[Remote] Site Reliability Engineer
Note: The job is a remote job and is open to candidates in USA. Runpod is a rapidly growing company that provides a foundational platform for developers to build and run custom AI systems. As a Site Reliability Engineer, you will ensure the stability and resilience of Runpod’s distributed platform by partnering with engineering teams, improving system design, and enhancing observability to prevent incidents.
Responsibilities
- Define and implement SLIs/SLOs for critical services
- Lead incident response and coordinate cross-team mitigation efforts
- Conduct blameless postmortems and ensure corrective actions are completed
- Perform production readiness reviews for new services and features
- Identify systemic risks and drive preventative improvements
- Design and improve monitoring, alerting, and dashboards (Prometheus, Grafana, etc.)

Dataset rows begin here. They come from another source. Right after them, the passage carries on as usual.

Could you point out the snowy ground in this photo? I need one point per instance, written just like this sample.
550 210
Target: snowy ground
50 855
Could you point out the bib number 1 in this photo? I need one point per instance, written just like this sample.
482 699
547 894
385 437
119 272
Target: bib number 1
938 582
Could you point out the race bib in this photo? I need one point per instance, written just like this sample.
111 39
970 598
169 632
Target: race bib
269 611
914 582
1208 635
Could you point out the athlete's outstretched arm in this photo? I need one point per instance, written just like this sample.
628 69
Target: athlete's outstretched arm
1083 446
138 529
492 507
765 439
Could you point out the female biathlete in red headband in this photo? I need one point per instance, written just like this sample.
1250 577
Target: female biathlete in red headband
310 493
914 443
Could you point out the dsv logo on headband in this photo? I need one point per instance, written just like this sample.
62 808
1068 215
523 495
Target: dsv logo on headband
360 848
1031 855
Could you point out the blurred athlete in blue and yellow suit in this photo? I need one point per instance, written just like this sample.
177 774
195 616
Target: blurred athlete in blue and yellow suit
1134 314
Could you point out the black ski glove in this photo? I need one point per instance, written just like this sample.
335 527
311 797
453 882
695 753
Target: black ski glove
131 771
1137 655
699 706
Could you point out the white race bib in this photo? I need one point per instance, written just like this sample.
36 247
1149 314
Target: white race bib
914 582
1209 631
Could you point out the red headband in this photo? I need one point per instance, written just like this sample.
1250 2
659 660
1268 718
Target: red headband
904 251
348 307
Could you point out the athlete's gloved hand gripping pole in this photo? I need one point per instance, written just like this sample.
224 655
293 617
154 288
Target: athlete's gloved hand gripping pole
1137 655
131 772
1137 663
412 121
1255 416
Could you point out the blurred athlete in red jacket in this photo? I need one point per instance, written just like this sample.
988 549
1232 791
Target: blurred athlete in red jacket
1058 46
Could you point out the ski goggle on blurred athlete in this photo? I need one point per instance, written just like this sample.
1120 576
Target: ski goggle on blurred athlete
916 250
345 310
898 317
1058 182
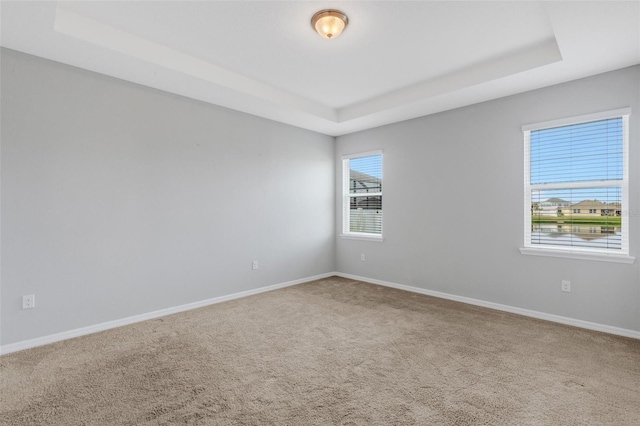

- Improve signal-to-noise ratio in alerts and reduce alert fatigue
- Build internal tooling for reliability tracking and reporting
- Improve visibility into GPU performance and distributed systems health
- Automate recurring operational workflows
- Build tools and scripts (Python, Go, Bash) to eliminate manual processes
- Improve deployment safety through automation and guardrails
- Strengthen CI/CD reliability and release processes
- Partner with engineering teams to improve system resilience
- Provide guidance on fault tolerance, scalability, and failure handling
- Contribute to architectural discussions with a reliability-first mindset
Skills
- 5+ years of experience in SRE, Reliability Engineering, or Production Engineering
- Strong Linux systems and Networking expertise
- Experience managing containerized production systems
- Strong understanding of distributed systems and failure modes
- Experience defining and managing SLIs/SLOs
- Proven incident response and postmortem leadership experience
- Strong scripting or programming skills
- Experience with monitoring and alerting systems
- Excellent written communication skills
- Successful completion of a background check
- Experience with GPU infrastructure or AI/ML platforms
- Experience improving reliability in high-growth or large scale environments
- Familiarity with GPU observability tooling
- Experience with Infrastructure as Code
- Experience working in startup environments
- Experience building internal reliability platforms or frameworks
Benefits
- Meaningful equity in a fast-growing company- everyone on the team receives stock options — your impact drives our growth, and you share in the upside.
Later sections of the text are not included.